Member of the Kuwaiti National Assembly

Abdulatif AlـAmeeri is a member of the Kuwaiti National Assembly, representing the second district. Born in 1966, Al-Ameeri studied sharia law at Kuwait University and worked as a lawyer before being elected to the National Assembly in 2008. While political parties are technically illegal in Kuwait, Al-Ameeri affiliates with the Islamist Hadas party.

==Against Forgiving Iraq's Debt==
Al-Ameeri opposes forgiving Iraq's debt. The debt, estimated at $16 billion, represents loans Kuwait made to Baghdad in the Saddam Hussein era, mostly during the 1980-1988 Iraq-Iran war. Al-Ameeri argues that, "The debt owed by Iraq to Kuwait is the right of the Kuwaiti people and no one has the right to negotiate over them." Al-Ameeri believes that the Kuwaiti voices calling to forgive the debt and compensation "should not be heeded and they do not represent the Kuwaiti people." He further opposes the debt forgiveness because Iraq has considerable oil wealth and because the, "Kuwaiti people shed their blood" during the 1990 Iraqi invasion of Kuwait. "The issue is a red line for Kuwait and no Kuwaiti will ever concede these loans," Al-Ameeri has been quoted as saying.

==Criticism of Cabinet Appointments==
On August 23, 2008, Al-Ameeri told Al-Wasat, "There are some incompetent ministers in the Cabinet who are neither contributing to the development of the country nor to the government... These ministers are not fulfilling their duties towards the country." Speaking to Al-Wasat daily, the lawmaker called for amending second article of the Constitution, saying "this article is preventing the country's growth in all sectors."

Speaking about the fourth refinery project, Al-Ameeri ruled out reports about Al-Salafi group's special interests in the project and accused authorities of neglecting the project "which will benefit all Kuwaitis."

Al-Ameeri is against the appointment of women in the police force and hinted that their presence in police stations could lead to immoral activities.

The lawmaker is working on a draft bill that calls for restricting appointments at the top level. "The country suffers when everybody appoints his relatives in the most sensitive posts," he noted.

The lawmaker denies that extremist ideology is included in school syllabus and warned public from entering debates on such topics "because the education sector has no clear strategy."

He said he will support Hassan Johar in grilling Minister of Education and Higher Education Nuriya Al-Subaih, if she fails to answer his questions and refuted reports that the Al-Salafi group entered into a deal with the government.
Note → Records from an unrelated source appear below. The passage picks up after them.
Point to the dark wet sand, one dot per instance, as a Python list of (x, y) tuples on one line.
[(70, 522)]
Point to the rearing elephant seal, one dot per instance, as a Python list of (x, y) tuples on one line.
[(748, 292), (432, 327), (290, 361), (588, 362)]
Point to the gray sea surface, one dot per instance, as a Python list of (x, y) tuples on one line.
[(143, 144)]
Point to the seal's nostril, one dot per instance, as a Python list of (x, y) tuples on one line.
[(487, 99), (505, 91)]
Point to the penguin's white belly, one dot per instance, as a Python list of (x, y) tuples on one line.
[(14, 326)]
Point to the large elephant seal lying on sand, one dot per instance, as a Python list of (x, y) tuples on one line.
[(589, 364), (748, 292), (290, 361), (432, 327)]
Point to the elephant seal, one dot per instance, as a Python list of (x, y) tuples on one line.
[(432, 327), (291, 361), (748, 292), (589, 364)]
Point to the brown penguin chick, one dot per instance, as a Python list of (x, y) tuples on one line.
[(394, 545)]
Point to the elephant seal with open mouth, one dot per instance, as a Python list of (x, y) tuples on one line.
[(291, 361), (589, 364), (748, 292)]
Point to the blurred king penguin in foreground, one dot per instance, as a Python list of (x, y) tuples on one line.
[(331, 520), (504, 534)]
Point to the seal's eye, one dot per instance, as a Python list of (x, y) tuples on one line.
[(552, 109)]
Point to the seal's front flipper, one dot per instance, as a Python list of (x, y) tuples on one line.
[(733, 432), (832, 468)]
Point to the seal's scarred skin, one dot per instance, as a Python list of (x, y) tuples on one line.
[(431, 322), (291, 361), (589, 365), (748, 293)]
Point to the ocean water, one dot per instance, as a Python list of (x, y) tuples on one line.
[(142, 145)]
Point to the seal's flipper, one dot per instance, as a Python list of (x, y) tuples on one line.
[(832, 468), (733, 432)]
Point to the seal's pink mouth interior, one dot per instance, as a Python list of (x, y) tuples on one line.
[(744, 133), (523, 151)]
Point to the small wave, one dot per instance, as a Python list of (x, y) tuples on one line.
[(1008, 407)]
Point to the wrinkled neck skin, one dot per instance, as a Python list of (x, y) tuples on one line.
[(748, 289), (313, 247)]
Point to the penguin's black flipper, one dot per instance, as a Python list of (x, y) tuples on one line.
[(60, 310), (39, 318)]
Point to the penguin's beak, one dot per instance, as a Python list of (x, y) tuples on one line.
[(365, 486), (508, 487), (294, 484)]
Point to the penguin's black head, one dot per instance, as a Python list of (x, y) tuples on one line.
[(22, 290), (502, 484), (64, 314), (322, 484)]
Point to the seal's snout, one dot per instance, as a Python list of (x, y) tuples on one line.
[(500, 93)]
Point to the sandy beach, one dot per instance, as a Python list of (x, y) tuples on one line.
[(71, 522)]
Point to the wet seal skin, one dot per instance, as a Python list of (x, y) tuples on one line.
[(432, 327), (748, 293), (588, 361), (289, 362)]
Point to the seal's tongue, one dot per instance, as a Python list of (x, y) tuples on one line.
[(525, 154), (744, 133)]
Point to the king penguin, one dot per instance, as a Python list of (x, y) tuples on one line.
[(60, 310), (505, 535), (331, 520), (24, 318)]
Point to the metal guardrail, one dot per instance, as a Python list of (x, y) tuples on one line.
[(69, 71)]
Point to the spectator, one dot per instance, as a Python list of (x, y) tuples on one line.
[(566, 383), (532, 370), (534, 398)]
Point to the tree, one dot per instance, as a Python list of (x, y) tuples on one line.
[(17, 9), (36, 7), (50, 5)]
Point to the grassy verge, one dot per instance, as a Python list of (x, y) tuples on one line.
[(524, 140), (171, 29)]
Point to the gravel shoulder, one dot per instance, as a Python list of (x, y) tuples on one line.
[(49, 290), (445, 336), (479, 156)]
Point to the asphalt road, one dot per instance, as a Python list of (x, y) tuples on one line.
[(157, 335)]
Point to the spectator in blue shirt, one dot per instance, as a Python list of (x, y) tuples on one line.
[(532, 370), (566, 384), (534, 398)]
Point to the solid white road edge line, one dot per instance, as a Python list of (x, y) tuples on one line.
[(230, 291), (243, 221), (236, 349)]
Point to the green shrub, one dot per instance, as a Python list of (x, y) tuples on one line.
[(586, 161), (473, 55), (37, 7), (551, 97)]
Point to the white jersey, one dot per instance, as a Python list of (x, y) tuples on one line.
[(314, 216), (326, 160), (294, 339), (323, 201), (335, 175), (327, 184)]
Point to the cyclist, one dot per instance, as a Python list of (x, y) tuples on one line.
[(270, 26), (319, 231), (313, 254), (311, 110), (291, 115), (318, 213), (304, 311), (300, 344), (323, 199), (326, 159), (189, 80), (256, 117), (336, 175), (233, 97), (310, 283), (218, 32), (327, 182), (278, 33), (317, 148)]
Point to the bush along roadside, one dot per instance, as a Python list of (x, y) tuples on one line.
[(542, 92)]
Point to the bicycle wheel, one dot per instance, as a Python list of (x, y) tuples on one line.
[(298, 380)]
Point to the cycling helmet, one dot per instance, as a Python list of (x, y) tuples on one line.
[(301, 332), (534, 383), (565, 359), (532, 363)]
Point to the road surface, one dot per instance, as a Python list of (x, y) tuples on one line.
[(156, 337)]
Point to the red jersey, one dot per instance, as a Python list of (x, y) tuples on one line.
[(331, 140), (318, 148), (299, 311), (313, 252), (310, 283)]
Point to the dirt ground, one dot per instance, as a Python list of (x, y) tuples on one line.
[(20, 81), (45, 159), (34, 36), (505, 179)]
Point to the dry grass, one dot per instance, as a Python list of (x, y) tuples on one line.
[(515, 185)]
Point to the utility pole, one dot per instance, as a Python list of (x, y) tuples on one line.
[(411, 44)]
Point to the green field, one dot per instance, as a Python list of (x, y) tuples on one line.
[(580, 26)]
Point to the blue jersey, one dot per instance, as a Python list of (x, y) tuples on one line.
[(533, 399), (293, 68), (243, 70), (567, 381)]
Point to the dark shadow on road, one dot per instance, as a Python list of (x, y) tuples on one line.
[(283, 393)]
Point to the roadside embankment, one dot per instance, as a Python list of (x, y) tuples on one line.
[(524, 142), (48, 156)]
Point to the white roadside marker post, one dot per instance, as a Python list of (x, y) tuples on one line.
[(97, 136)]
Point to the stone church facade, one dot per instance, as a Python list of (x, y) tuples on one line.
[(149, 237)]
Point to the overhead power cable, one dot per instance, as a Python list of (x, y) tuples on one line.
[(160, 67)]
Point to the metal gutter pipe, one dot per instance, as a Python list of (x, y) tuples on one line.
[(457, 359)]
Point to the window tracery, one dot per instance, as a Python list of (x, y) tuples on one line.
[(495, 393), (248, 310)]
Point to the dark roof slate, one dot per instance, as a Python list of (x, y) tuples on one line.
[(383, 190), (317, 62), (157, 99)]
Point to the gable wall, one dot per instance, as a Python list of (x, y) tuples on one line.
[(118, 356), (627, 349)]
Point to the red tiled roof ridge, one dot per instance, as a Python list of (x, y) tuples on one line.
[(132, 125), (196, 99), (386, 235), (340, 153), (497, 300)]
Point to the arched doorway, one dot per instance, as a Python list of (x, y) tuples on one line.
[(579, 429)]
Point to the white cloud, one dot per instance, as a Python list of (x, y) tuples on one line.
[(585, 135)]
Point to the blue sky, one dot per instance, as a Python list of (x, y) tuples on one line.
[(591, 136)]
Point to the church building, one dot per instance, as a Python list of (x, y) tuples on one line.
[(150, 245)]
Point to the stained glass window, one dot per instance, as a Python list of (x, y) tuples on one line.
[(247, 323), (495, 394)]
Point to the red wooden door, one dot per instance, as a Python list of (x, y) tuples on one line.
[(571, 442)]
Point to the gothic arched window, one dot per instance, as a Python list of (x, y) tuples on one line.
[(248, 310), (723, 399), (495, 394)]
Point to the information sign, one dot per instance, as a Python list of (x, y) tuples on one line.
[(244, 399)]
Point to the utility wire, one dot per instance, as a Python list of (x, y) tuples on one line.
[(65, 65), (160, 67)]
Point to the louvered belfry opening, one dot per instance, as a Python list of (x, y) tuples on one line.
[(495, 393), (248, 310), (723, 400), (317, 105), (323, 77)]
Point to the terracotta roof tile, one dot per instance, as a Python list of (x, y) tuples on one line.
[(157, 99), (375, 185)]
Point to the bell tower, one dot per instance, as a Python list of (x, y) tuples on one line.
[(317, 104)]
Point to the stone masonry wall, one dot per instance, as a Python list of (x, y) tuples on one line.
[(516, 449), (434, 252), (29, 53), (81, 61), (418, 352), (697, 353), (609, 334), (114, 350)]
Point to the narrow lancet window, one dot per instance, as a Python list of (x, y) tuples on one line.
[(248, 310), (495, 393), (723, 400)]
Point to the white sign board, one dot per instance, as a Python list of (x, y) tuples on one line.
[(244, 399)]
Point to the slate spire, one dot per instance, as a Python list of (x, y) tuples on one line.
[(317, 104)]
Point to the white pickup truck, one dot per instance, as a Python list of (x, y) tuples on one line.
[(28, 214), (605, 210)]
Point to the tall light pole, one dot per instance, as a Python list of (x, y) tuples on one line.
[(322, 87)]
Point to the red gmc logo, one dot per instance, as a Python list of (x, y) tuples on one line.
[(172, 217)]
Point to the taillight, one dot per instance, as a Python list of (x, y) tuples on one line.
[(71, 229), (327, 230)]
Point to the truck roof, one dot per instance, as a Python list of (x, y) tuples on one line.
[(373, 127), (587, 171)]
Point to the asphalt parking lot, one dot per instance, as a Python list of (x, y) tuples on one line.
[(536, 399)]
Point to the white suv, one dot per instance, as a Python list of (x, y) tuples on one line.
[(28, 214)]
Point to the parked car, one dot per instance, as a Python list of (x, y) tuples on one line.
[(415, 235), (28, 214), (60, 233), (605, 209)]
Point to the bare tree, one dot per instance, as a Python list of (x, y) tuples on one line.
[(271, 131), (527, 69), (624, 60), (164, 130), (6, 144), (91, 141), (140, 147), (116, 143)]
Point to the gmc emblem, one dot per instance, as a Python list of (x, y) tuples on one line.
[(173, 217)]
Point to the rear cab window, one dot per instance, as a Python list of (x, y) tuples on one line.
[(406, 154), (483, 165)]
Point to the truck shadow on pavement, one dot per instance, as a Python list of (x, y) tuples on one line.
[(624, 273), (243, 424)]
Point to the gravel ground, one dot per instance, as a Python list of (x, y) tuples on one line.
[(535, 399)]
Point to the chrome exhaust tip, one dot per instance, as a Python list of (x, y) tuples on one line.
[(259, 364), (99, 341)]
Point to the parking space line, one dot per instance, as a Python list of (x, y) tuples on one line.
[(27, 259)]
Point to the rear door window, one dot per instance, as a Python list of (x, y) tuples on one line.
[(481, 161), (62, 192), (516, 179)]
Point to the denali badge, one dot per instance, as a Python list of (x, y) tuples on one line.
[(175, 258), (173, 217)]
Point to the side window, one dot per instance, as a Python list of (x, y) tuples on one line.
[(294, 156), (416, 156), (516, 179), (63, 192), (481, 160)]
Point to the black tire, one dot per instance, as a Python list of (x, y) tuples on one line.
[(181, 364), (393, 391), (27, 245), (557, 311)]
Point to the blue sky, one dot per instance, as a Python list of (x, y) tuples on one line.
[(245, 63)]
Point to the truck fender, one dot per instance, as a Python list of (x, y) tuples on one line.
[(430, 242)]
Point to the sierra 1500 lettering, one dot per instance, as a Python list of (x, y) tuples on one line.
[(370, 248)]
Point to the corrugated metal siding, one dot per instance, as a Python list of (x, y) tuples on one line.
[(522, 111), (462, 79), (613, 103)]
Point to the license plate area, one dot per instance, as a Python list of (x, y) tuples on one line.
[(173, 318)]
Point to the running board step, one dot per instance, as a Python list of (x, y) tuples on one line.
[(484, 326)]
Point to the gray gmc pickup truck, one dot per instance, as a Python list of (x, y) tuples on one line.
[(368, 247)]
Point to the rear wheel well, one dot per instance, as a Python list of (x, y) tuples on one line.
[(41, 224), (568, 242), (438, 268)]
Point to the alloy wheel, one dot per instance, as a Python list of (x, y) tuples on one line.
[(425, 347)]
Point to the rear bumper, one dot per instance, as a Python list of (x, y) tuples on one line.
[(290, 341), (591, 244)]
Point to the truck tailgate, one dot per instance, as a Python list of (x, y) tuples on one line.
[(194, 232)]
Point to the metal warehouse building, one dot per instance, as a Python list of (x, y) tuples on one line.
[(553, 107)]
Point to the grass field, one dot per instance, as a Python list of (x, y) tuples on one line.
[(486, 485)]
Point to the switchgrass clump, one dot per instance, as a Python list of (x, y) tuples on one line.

Al-Ameeri also finds the establishment of an Islamist bloc 'unnecessary' now "as it lost power in the last Parliament."

==Opposed to Grilling of Prime Minister==
In November 2008, Waleed Al-Tabtabaie, Mohammed Al-Mutair and Mohammed Hayef Al-Mutairi filed a request to grill Prime Minister Nasser Mohammed Al-Ahmed Al-Sabah for allowing Iranian Shiite cleric Mohammad Baqir al-Fali to enter Kuwait despite a legal ban. Al-Ameeri criticized this move, arguing that MPs should not start questioning the Prime Minister so soon after getting elected. Al-Ameeri further argued that, “The government should be given enough time to execute its agenda and plans...The relations between executive and legislative authorities should not deteriorate due to the personal agenda of one or two MPs.”